Enjoy the beauty of the island as you walk through:
Just 6 km from the town of Chios is the traditional settlement of Kampos, founded by the Genoese invaders in the 14th century and currently under the protection of the Ministry of Culture and Tourism. Genoa and Chios meet stylishly in the earth-coloured mansions of the local aristocrats of the past. Don’t let the high walls stop you exploring vast orange orchards, tree-roofed alleys and scented gardens. Devastated by the massacre in 1822 and the earthquake in 1881, the old mansions with their enormous gates, coats of arms, and arched windows have been revamped and turned into guest houses, awakening memories of their glory days of the 17th and 18th centuries. Experience the atmosphere of a bygone age as you stroll or cycle around the settlement’s mansions and forty churches.
• Nea Moni:
11km south of the town of Chios lies the most important religious site of the island. Built in the 11th century, Nea Moni (= New Monastery) is one of the most important Byzantine monuments in Greece, and is also a UNESCO world heritage site. Some of the most significant mosaics in the Mediterranean as well as a museum are housed here.
• Anavatos and Avgogyma
Further to the South is another marvel, “the Mystras of the Aegean Sea”, the ruined byzantine village of Anavatos. Note the unique architecture of the place and stroll through the remains of Byzantine history and the ghosts of the martyrs of the massacre of Chios. Quench your thirst with a local drink under the plane trees in the traditional village of Avgogyma afterwards.

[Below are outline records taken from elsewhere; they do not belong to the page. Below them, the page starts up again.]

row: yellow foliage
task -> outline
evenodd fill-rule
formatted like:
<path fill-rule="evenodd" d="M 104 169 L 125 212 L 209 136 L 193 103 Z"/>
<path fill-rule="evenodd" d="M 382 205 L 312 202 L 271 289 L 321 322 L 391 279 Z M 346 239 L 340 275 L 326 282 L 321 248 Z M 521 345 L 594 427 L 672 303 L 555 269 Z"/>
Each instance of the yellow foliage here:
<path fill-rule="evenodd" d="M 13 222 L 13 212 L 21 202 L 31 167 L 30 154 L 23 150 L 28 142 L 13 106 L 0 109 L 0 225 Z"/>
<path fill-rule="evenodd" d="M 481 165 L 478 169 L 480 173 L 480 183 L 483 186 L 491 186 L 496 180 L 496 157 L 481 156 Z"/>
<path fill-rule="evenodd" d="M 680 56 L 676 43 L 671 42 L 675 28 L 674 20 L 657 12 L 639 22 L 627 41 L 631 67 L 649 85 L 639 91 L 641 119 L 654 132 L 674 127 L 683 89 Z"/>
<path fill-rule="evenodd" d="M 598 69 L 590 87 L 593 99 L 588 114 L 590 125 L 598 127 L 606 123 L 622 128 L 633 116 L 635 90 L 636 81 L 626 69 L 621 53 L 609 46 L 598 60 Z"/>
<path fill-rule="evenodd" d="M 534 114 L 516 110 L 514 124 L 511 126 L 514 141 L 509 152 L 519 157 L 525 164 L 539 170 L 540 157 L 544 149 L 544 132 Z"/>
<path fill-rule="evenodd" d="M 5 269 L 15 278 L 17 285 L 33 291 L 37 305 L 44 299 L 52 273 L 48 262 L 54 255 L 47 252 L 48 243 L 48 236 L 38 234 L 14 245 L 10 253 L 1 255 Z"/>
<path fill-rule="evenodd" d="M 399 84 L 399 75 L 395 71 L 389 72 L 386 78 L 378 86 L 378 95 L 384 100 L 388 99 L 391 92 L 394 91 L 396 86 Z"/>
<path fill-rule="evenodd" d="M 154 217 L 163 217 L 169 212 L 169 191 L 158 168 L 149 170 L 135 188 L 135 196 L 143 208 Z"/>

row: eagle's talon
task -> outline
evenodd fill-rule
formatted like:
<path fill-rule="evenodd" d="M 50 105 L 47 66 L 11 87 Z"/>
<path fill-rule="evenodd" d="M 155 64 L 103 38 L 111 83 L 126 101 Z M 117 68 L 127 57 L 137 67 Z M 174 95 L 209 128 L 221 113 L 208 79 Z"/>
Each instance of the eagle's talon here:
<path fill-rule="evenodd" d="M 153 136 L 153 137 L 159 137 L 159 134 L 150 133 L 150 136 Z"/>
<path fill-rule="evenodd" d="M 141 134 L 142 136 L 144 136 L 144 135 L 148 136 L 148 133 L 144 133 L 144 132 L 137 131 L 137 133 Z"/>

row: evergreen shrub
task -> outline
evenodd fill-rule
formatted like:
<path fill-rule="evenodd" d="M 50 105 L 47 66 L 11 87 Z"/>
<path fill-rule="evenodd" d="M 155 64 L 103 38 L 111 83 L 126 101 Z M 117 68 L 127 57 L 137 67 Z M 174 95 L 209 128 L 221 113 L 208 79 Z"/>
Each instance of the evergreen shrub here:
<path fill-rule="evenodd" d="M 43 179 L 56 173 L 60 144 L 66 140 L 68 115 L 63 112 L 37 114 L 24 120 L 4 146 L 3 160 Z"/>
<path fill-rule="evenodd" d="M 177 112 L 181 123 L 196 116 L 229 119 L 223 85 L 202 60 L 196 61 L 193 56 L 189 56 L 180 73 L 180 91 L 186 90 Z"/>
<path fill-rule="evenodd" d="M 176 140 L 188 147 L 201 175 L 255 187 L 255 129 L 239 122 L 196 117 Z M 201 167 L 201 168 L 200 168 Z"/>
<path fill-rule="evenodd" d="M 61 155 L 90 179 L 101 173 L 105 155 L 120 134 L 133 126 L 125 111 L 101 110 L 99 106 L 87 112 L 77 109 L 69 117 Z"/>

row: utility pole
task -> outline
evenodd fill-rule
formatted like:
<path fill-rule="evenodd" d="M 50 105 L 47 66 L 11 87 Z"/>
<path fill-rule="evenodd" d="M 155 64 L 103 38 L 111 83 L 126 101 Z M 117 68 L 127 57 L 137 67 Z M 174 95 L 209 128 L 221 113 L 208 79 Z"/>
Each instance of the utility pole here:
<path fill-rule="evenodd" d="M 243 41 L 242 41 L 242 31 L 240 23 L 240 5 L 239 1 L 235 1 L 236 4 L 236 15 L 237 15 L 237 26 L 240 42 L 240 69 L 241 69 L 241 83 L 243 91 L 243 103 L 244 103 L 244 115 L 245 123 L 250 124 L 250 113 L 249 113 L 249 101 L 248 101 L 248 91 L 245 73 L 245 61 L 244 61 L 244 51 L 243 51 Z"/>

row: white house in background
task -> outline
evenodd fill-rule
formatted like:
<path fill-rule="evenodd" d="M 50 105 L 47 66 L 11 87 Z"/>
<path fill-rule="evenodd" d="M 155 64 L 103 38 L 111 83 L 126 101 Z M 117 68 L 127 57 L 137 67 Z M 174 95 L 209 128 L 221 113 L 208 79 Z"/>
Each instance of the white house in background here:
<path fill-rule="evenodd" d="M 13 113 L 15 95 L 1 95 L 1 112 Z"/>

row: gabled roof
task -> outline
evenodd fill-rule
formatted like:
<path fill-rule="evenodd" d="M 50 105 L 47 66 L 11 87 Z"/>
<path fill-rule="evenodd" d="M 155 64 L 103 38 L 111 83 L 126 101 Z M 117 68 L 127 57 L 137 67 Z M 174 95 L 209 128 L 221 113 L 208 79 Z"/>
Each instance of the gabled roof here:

The medieval mastic villages
In the south and most fertile part of the island in the only place in the world where mastic grows, there are the 24 mastic villages. Built in the Middle Ages, these villages display exquisite architecture and unique decorative elements, such as the ksistá, “scratched surfaces”, on the facades of the houses in Pyrgi, the biggest of the villages. Ksista are geometric designs scratched on plaster with a technique that is unparalleled in the world. If you are lucky enough, you might catch the plaster workers at work!
South of Pyrgi, there is Mestá, another medieval village, whose stone houses form an impregnable fortress. The village has only one gateway for people to enter and the houses are built so close to one another that locals say the only way to walk around is by climbing over the roofs. Let the locals treat you with “mestoutsiko”, a local wine, and with a drink made of distilled figs and grapes, “souma”.
No one who loves the sea could ever leave Chios dissatisfied. You don’t want to go far from the town? The beaches of Ormos tou Lo (=Lo’s Bay) and Tagma are at your disposal. Are you into sea sports? Bella Vista and Afanis Naftis (=Unknown Sailor) are perfect for wind surfing.
Do you want to combine legend with pleasure? Swim at the beach of Daskalopetra, where Homer was supposed to sit on a stone and teach. “Daskalopetra” actually means “teaching stone”.